Mit rund 80 km/h heizt das neue Gespann Bürgler/Gisler los. Der 20-fache Kranzfestsieger hält sich verkrampft an seiner Stange, vor der ersten Linkskurve nach der steilen Abfahrt fragt sich Gisler: «Wie weit darf ich mich wirklich hinauslehnen, ohne dass das Gefährt kippt?»
Die Antwort: Bruno lehnt sich bei der ersten Schikane zu wenig weit hinaus, der Hinterreifen dreht durch. Doch Gisler lernt schnell, in der zweiten Runde kommen die beiden schon viel besser um die Kurven, und ihre Sprünge gehen immer weiter. Bürgler streckt den Daumen hoch: «Bruno, du machst das richtig gut.»
Nach fünf Runden hat «Plampi» Gisler genug, Bürgler fährt zurück an die Boxen. Gisler nimmt seinen Helm ab und meint mit einem süsssauren Lächeln: «Es hat viel Spass gemacht, aber meine Arme sind jetzt genauso hart wie nach einem 12-Minuten-Schlussgang mit Chrigu Stucki. Wirklich anstrengend.»
Als Lohn für diesen extremen «Chrampf» bekommt Gisler ein Lob von Meister Bürgler: «Du bist ein echtes Talent. Du hast nicht nur enorm viel Kraft, du bist zudem sehr beweglich und schnell.»

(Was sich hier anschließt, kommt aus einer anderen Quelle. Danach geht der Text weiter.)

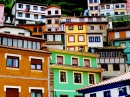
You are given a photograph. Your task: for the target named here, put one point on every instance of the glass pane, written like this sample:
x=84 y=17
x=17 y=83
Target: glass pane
x=38 y=45
x=32 y=94
x=25 y=44
x=34 y=45
x=9 y=42
x=29 y=44
x=15 y=61
x=39 y=67
x=9 y=62
x=32 y=66
x=4 y=41
x=15 y=42
x=20 y=43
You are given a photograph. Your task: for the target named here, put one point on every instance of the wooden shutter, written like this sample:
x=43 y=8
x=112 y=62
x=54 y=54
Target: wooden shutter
x=59 y=59
x=86 y=63
x=36 y=61
x=75 y=61
x=12 y=92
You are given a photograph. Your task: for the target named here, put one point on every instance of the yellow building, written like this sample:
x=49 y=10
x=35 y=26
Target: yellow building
x=76 y=38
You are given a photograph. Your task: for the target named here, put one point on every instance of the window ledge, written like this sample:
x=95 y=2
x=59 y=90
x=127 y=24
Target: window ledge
x=36 y=70
x=12 y=68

Wie schnell und beweglich der 34-jährige Gisler noch ist, musste im Mai am Aargauer Kantonalen Armon Orlik erfahren. Gisler donnerte den erfolgreichsten Schwinger des letzten Jahres mit einem «Hüfter» so heftig auf den Rücken, dass Orlik für ein paar Sekunden wie gelähmt liegen blieb. «Nie zuvor hatte ich nach einem Sieg ein so schlechtes Gefühl wie in diesem Fall. Ich hatte Angst, dass Armon nach meinem Wurf nie mehr aufstehen kann.»
Doch jetzt geht es Orlik ja wieder so gut, dass es am Unspunnen zur Revanche gegen Gisler kommen könnte. Ein Vollgas-Spektakel wäre bei diesem Wiedersehen garantiert.